The increase in theta determines to what effect the previous error term affects the subsiquent term in the function. The larger the value of theta, the larger the proportion of y’s value comes from the previous error. At a value of 1, the current value of y is even balanced between the two previous errors. This has the effect of smoothing out sharp deviations in errors and “pulling” y’s values closer to the previous error.

MA.Model(0.2, e) %>%
  autoplot()

MA.Model(0.6, e) %>%
  autoplot()

MA.Model(1, e) %>%
  autoplot()

Generate data from an ARMA(1,1) model with \(\phi=0.6\), \(\theta_1=0.6\) and \(\sigma^2=1\)

I can create this data by combining the two previous functions from part d and part c. I will create a new third function for clarity.

ARMA.Model <- function(phi, theta, e){
  y <- ts(numeric(100))
  for(i in 2:100){
    y[i] <- phi*y[i-1] + e[i] + theta*e[i-1]
  }
  return(y)
}
ARMA.Model(0.6, 0.6, e) %>%
  autoplot()

Generate data from an AR(2) model with \(\phi_1=-0.8\), \(\phi_2=0.3\) and \(\sigma^2=1\) (Note that these parameters will give a non-stationary series.)

Following the pattern of the previous parts of the question, I created a function that will consider AR(2).
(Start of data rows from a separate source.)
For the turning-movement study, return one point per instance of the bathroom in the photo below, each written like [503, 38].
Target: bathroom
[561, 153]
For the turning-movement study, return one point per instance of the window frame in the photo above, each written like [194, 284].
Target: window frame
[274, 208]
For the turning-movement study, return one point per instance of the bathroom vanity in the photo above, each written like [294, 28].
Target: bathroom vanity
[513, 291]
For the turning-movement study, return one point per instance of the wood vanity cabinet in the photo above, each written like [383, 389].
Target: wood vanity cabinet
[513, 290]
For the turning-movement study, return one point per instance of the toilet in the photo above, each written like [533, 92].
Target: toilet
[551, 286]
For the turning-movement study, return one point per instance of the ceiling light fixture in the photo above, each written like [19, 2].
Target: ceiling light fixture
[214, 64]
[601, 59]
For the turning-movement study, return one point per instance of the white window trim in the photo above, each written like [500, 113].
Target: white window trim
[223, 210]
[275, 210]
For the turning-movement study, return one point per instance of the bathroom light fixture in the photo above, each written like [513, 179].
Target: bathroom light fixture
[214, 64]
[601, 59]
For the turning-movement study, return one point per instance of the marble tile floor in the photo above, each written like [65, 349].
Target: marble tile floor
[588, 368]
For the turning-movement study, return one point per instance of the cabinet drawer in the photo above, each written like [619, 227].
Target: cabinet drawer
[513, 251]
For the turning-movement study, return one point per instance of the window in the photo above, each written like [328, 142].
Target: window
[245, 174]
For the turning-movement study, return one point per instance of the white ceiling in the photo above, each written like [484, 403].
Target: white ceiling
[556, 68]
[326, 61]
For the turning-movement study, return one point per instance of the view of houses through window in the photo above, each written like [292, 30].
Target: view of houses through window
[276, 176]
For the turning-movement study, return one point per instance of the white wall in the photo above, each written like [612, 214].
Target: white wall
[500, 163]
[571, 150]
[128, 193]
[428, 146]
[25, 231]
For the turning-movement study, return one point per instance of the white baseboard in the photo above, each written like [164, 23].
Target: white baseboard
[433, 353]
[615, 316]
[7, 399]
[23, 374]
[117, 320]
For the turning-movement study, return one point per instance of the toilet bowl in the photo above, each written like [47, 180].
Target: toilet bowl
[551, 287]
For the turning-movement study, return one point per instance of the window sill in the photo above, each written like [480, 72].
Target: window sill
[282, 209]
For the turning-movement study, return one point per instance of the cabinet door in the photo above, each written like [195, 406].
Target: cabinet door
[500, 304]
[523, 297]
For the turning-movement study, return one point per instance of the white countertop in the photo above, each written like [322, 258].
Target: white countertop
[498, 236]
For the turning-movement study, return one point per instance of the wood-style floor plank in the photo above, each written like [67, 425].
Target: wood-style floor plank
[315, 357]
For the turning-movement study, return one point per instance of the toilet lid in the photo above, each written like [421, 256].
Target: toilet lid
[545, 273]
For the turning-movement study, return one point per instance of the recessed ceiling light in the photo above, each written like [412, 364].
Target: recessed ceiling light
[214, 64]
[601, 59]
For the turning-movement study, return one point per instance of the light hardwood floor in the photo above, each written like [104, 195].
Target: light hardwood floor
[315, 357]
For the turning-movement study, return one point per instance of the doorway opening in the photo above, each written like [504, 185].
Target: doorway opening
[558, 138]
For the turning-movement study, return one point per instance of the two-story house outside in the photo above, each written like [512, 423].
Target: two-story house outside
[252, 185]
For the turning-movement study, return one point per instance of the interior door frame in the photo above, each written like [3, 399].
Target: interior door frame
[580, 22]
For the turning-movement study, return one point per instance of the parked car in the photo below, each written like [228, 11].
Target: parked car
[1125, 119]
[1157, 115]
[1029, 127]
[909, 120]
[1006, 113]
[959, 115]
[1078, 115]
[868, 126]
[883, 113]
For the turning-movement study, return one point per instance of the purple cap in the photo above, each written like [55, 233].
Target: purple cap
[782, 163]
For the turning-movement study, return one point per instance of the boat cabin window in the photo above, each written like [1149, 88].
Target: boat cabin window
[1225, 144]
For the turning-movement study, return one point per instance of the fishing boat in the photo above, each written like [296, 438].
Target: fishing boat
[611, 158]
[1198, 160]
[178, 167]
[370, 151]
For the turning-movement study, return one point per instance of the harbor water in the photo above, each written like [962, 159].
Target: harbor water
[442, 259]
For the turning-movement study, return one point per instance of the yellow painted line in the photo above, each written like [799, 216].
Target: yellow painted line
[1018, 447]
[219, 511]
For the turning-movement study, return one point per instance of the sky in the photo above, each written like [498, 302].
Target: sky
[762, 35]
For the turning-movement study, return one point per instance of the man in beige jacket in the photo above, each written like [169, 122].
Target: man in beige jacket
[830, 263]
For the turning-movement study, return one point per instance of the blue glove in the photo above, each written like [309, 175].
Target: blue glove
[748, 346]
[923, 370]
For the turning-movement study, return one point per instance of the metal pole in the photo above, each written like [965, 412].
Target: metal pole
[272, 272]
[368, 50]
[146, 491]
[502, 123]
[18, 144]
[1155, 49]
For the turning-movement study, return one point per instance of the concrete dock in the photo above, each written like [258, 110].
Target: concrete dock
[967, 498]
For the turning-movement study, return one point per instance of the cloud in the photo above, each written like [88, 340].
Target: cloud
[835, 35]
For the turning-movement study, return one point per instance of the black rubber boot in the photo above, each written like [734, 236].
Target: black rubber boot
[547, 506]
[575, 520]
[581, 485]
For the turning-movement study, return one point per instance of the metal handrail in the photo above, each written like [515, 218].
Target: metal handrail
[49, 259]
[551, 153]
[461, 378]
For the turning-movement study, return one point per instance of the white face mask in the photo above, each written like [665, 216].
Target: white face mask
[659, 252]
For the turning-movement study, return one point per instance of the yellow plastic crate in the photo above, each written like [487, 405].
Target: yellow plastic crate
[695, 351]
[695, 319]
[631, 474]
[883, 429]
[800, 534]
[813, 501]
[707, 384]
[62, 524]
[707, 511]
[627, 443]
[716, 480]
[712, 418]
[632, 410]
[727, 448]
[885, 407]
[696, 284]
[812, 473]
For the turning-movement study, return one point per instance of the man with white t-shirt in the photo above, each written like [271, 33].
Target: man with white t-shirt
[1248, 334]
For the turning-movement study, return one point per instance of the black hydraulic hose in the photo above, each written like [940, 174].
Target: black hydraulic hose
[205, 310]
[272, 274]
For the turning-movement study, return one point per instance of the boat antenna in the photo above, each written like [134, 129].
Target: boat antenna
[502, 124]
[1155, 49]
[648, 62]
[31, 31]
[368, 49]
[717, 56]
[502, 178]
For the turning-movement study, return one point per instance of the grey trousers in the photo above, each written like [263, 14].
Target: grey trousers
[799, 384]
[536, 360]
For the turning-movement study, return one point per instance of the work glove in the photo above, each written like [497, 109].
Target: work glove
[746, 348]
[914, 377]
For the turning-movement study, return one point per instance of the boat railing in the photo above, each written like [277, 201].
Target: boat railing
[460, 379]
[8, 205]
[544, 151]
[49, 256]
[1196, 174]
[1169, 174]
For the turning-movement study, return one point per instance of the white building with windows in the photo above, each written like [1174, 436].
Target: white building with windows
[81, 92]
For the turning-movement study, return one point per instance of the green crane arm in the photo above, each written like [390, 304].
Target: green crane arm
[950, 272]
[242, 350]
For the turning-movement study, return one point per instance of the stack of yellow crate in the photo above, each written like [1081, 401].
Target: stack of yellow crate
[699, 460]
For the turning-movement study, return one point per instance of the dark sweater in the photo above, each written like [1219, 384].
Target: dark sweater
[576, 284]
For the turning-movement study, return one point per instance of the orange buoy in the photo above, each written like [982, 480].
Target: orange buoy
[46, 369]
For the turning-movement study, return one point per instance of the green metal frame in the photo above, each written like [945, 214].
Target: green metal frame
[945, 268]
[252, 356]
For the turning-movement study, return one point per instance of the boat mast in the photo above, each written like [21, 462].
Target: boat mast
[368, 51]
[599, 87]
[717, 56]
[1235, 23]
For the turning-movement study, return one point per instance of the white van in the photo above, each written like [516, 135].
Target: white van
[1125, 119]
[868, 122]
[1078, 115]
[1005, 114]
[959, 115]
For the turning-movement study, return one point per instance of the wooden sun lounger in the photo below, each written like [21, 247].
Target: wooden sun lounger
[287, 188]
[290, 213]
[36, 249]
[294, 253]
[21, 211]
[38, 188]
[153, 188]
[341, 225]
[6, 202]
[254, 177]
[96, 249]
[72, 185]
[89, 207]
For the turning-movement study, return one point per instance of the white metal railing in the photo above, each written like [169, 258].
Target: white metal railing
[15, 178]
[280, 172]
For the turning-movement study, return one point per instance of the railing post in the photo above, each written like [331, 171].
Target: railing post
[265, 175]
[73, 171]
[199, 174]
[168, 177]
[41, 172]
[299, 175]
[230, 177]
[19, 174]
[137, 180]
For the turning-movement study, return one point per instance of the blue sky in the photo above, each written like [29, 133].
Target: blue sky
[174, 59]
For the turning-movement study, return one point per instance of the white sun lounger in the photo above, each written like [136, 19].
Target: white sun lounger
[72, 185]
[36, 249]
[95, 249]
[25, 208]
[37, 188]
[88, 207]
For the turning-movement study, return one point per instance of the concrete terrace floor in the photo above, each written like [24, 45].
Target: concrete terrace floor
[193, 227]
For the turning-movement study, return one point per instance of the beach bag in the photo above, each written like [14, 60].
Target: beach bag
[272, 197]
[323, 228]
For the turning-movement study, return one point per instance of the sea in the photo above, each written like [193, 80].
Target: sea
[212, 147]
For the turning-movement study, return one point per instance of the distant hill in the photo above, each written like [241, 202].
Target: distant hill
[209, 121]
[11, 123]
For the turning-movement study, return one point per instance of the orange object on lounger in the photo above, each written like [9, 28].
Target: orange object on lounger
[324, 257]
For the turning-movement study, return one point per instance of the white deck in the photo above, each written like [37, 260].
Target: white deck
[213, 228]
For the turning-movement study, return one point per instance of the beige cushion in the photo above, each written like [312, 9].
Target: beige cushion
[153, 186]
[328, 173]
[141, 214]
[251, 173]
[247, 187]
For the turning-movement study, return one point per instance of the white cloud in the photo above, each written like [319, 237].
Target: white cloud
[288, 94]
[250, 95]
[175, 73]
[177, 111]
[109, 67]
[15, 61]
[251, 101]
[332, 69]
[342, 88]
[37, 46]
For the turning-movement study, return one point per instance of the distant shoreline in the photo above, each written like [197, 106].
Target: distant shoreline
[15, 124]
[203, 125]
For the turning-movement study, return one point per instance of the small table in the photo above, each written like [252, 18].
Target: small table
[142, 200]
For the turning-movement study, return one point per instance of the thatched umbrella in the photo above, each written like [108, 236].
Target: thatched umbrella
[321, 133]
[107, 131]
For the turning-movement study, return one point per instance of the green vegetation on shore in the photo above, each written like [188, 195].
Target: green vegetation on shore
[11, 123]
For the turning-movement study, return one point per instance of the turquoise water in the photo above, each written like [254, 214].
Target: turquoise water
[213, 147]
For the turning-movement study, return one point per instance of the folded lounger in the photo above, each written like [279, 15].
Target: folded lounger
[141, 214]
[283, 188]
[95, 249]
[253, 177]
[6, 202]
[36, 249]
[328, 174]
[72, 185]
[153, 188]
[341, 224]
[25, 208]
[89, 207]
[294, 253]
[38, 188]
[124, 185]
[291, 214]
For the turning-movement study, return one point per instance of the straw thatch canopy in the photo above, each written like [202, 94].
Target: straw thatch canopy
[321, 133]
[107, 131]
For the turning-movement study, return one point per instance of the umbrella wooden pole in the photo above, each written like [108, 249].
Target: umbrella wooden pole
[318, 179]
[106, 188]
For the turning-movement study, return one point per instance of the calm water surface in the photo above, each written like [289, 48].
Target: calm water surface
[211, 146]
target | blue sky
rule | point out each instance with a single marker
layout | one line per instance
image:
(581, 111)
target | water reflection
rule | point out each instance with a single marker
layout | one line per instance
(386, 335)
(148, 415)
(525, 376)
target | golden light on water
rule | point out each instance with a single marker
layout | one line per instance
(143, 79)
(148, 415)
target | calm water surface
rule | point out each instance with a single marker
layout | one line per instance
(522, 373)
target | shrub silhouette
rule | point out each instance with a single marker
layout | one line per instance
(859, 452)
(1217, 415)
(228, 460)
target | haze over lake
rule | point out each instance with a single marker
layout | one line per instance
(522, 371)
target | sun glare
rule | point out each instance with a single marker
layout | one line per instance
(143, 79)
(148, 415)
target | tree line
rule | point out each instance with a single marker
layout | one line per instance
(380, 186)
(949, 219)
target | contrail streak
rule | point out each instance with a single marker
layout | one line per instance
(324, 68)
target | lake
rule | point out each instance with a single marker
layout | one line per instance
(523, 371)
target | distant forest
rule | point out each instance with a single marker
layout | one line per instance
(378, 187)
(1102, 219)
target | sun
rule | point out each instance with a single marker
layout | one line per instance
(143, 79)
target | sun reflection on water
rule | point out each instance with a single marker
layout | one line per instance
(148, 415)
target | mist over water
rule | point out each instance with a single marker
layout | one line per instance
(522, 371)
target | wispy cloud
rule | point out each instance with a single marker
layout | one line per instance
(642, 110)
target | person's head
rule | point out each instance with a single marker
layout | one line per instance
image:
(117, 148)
This required restricting the range of i values for the first for loop as not to go out of bounds. As indicated by the textbook, a value of \(\phi_1 < 0\) results in data that oscilates between positive and negative values. Furthermore, we violate contraint \(\phi_2 - \phi_1 < 1\) which helps explain the odd resulting graph. Changing the values to fit the requirements results in a more accurate plot.

AR2.Model <- function(phi1, phi2, e){
  y <- ts(numeric(100))
  for(i in 3:100)
    y[i] <- phi1*y[i-1] + phi2*y[i-2] + e[i]
  return(y)
}
AR2.Model(-0.8, 0.3, e) %>%
  autoplot()

Graph the latter two series and compare them.

I’m a bit confused by the selection of \(\phi_1\) and \(\phi_2\) in the previous question. As noted in that problem, the selection of those values means that we will not have a workable model produced by the function. For this problem I have select more reasonable parameters.

The two plots are very similar. As noted, the AR2 model is smoother and has fewer extreme valleys and peaks as the ARMA model. This is due to the additional smoothing brought about by incorporating the y[i-2] value.

autoplot(ARMA.Model(0.6, 0.6, e)) +
  autolayer(AR2.Model(0.5, 0.3, e))

Question 8.7

Consider wmurders, the number of women murdered each year (per 100,000 standard population) in the United States.

By studying appropriate graphs of the series in R, find an appropriate ARIMA(p, d, q) model for these data.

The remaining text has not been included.